IndustryWeek's elite panel of regular contributors.

Peter Drucker once said, “Culture eats strategy for breakfast.” Throughout my career, I have spent a lot of time in the strategy room. But no matter what we decided there, until we got the organizational culture right, we were unsuccessful in executing our goals.

So, I must agree with Mr. Drucker.

At Onex, we take pride in our organizational culture. It took us years to move away from traditional top-down management to a people-centric focus. That is not to say we are perfect, as we are continuously trying to improve.  For 2022, our company’s wildly important goal is to improve our customers’ experience. If, as a team, we are firing on all cylinders, then the client will be happier.

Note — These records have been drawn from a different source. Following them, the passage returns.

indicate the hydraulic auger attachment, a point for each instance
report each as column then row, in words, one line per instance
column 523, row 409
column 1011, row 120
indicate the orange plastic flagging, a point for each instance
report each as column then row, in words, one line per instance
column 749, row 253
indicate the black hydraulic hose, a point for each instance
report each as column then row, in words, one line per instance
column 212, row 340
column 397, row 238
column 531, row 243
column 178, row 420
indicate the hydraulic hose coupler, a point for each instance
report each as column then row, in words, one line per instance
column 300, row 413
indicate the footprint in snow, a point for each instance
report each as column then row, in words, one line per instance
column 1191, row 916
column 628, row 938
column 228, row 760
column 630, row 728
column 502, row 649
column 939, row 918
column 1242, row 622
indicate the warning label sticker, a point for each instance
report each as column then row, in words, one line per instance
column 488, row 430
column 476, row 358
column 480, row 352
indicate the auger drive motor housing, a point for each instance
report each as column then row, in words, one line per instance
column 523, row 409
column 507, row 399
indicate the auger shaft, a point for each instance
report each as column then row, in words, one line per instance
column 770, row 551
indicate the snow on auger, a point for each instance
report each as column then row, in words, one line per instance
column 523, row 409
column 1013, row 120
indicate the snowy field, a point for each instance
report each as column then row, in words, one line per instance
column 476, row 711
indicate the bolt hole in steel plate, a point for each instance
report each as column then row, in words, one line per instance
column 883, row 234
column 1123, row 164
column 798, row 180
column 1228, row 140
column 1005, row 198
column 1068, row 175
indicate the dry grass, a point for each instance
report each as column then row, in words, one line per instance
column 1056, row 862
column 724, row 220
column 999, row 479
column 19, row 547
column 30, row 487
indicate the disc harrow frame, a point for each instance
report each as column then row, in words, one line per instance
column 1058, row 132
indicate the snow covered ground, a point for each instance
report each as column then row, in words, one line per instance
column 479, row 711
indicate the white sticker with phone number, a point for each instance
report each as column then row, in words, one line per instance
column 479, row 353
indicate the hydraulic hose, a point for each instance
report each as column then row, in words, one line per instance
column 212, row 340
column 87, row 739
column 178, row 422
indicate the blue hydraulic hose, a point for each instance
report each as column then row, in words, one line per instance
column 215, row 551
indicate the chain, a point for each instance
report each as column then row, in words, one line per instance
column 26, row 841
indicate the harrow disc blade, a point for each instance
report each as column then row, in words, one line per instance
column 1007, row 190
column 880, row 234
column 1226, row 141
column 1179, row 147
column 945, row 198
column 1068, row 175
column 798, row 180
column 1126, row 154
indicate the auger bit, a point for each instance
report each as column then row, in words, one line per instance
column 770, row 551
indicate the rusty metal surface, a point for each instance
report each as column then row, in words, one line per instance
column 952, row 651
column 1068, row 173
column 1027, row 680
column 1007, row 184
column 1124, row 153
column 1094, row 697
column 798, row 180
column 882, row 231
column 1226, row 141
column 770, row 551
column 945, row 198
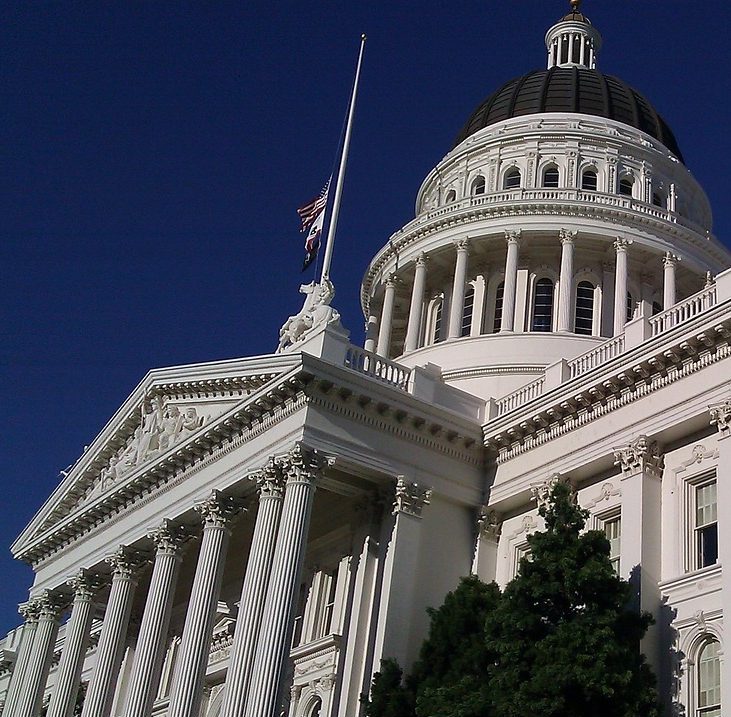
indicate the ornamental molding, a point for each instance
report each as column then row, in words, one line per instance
column 410, row 498
column 640, row 456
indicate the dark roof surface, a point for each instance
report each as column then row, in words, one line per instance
column 571, row 89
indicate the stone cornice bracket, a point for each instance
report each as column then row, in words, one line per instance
column 721, row 417
column 270, row 479
column 512, row 236
column 126, row 561
column 541, row 492
column 410, row 498
column 641, row 456
column 304, row 464
column 218, row 510
column 489, row 523
column 567, row 236
column 169, row 537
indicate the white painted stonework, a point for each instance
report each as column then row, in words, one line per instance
column 251, row 537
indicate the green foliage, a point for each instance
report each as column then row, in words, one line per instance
column 558, row 642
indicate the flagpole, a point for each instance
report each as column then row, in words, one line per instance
column 341, row 172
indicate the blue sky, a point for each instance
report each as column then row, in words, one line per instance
column 154, row 153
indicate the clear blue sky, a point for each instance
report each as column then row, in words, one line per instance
column 153, row 155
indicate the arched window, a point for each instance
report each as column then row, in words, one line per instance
column 499, row 295
column 512, row 179
column 584, row 321
column 709, row 680
column 542, row 305
column 468, row 309
column 589, row 180
column 625, row 186
column 550, row 176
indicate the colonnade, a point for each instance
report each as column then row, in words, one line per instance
column 285, row 489
column 379, row 329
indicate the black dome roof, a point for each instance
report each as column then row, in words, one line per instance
column 571, row 89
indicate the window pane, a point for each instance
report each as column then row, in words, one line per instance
column 542, row 305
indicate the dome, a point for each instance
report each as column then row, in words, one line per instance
column 571, row 89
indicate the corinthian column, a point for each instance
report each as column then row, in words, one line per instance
column 270, row 484
column 217, row 512
column 417, row 304
column 124, row 563
column 78, row 628
column 302, row 467
column 511, row 281
column 169, row 540
column 458, row 289
column 29, row 611
column 566, row 280
column 39, row 662
column 620, row 285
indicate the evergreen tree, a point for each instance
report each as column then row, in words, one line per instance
column 568, row 646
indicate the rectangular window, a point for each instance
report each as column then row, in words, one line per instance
column 613, row 531
column 706, row 524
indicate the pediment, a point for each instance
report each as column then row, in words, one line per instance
column 168, row 410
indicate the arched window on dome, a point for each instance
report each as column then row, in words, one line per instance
column 589, row 180
column 499, row 296
column 468, row 310
column 550, row 177
column 626, row 185
column 584, row 314
column 708, row 666
column 542, row 305
column 512, row 179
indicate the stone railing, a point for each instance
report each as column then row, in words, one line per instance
column 684, row 310
column 521, row 396
column 597, row 356
column 377, row 367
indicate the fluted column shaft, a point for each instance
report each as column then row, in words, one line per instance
column 39, row 662
column 385, row 327
column 620, row 286
column 458, row 289
column 270, row 482
column 301, row 467
column 416, row 309
column 155, row 621
column 76, row 641
column 511, row 281
column 187, row 692
column 566, row 280
column 668, row 292
column 29, row 611
column 110, row 651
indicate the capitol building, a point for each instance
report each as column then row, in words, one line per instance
column 249, row 538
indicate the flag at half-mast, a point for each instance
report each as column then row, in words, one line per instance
column 312, row 215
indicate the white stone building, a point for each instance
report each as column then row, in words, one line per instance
column 250, row 537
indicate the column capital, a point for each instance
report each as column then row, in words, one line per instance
column 126, row 561
column 489, row 523
column 640, row 456
column 410, row 498
column 721, row 417
column 567, row 236
column 218, row 510
column 513, row 236
column 169, row 537
column 541, row 491
column 670, row 259
column 270, row 479
column 85, row 584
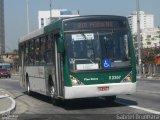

We started this journey with an organizational culture assessment. The process began with an online survey with questions based around pay, benefits and job satisfaction. Additionally, we included questions that we felt were important for Onex based on the mission of the company to make things better, our core values as they relate to behavior and whether employees felt their contributions were recognized and appreciated. And conducted one-on-one interviews with almost all personnel—in my opinion, the most important part of the process.

Why is feedback so hard to hear, even when you ask for it? Why do you focus on the few negative things when so many things are going well?

What We Learned

Overwhelmingly, people love their jobs. Employees feel their work is a part of a larger mission to support American manufacturing. Everyone understands we are helping to maintain critical industries such as aerospace, defense and oil and gas.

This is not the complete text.